U.S. Pat. No. 2,565,369 discloses a form of articulated floating platform where the components are joined by a type of hinge. The connector includes a shock absorbing member which, in combination with the hinge, is disclosed to permit twisting of one platform vis-a-vis its neighbor. Thus, the connector structure disclosed in this patent allows for some relative freedom of movement between adjacent platforms.
U.S. Pat. No. 2,798,448 discloses a coupler for use in joining barges together in a semi-rigid manner. The coupling includes a pair of base assemblies mounted for rotation on vertical axes on either of the barge members to be joined, a connecting block pivotally mounted on a horizontal axis, and a connecting bar extending between the assemblies. The coupling permits some vertical movement of the barges with respect to each other due to the pivotal mounting of the block with respect to the base. This is augmented somewhat by a spring which further serves as a type of shock absorber. Hence, some relative movement of the connected barges is permitted while coupling is maintained.
U.S. Pat. No. 3,091,203 discloses yet another approach for connecting buoyant members together to form a wharf.

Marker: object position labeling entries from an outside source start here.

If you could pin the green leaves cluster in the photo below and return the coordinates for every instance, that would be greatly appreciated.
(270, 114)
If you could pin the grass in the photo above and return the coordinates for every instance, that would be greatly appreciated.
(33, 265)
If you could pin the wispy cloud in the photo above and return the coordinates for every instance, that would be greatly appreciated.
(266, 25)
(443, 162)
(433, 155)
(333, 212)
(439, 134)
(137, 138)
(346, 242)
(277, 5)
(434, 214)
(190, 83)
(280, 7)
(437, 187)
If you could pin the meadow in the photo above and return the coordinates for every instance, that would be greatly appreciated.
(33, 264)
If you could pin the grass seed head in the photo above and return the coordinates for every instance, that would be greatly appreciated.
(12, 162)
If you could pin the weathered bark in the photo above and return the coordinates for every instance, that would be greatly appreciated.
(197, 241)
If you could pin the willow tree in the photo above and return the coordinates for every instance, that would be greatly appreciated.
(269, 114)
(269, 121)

In general, the sections of the wharf are separated by a resilient pad through which passes a fastener such as a flexible metal cable designed to maintain a compressive force across the juncture. A metal rod may be used in lieu of the cable in this connector structure. This approach, when a metal rod is employed, will minimize the ability of one component to shift vis-a-vis another. Where a cable is used as a connector element between or array a number of units, it is expected that over there will be lateral separation at the joint between adjacent components over a period of time.
Another floating structure including a connector joint is disclosed in U.S. Pat. No. 3,276,209. This approach secures a pair of floating members by an "H"-shaped connector formed by joining two "T"-shaped metal elements along the single axis by a resilient polymeric pad. The arms of the overall "H" connector are secured to adjacent structural components by means of fixture bolts or the like. It is expected that the resiliency of the intermediate polymeric pad in this connector will permit some limited movement between the members. An alternate approach is also disclosed in this patent, that being a type of hinge including a shock absorber, the overall approach being fairly similar in conceptual terms to that disclosed in the aforementioned '369 patent.
U.S. Pat. No. 3,306,053 discloses a connector for use in joining concrete piers or pontoons to form a dock. In general, a heavy rubber pad is interposed between adjacent dock sections within opposing recesses formed therein. The rubber block is maintained in position by means of a stainless cable extending across the juncture. The cable is stressed to hold the adjacent dock sections together and maintain the positioning of the intermediate pad. This arrangement is disclosed to restrict motion between adjacent structures except in a buckling mode.
U.S. Pat. Nos. 3,645,225 and 3,799,100 disclose a flexible connector for, e.g., joining a tug and barge together. The connector is comprised of a number of resilient posts which fit within opposing bores or channels in the tug and barge to be joined. The post is specially configured to be received in locking engagement achieved through a circumferentially restricted intermediate portion near either end of the post and cooperating engagement bars associated with the tug/barge members which fit within the restriction and prevent the post from being withdrawn.
Certain of the foregoing connector designs permit or accommodate relative motion between the structures joined by the connector, whereas some seek to minimize this type of relative motion. In some instances, the connectors permit wide-ranging motion between adjacent components and do not appropriately restrict excessive or gross movement between the structures. Where one is concerned with the connection between water-borne structural components, it is necessary to accommodate a tendency for relative motion in quite a number of different directions while restricting gross motion between the components. Thus, for reliable and efficient connection, the connector itself should be able to tolerate bending, shear, tensional and/or torsional forces at the joint without failure while maintaining a positive interlock between adjacent structures. These forces, which have components in three independent directions (i.e., along mutually orthogonal xyz axes) result from wind and wave action as well as loading on the components themselves where the same are, e.g., pontoon members joined together to form a dock, wharf, breakwall or the like.
Thus, the need exists to provide an efficient connector for structural components, especially water-borne components such as pontoons or the like, which will restrain gross motion between adjacent components as the result of bending, shear, tensional and/or torsional forces existing or applied near or at the juncture.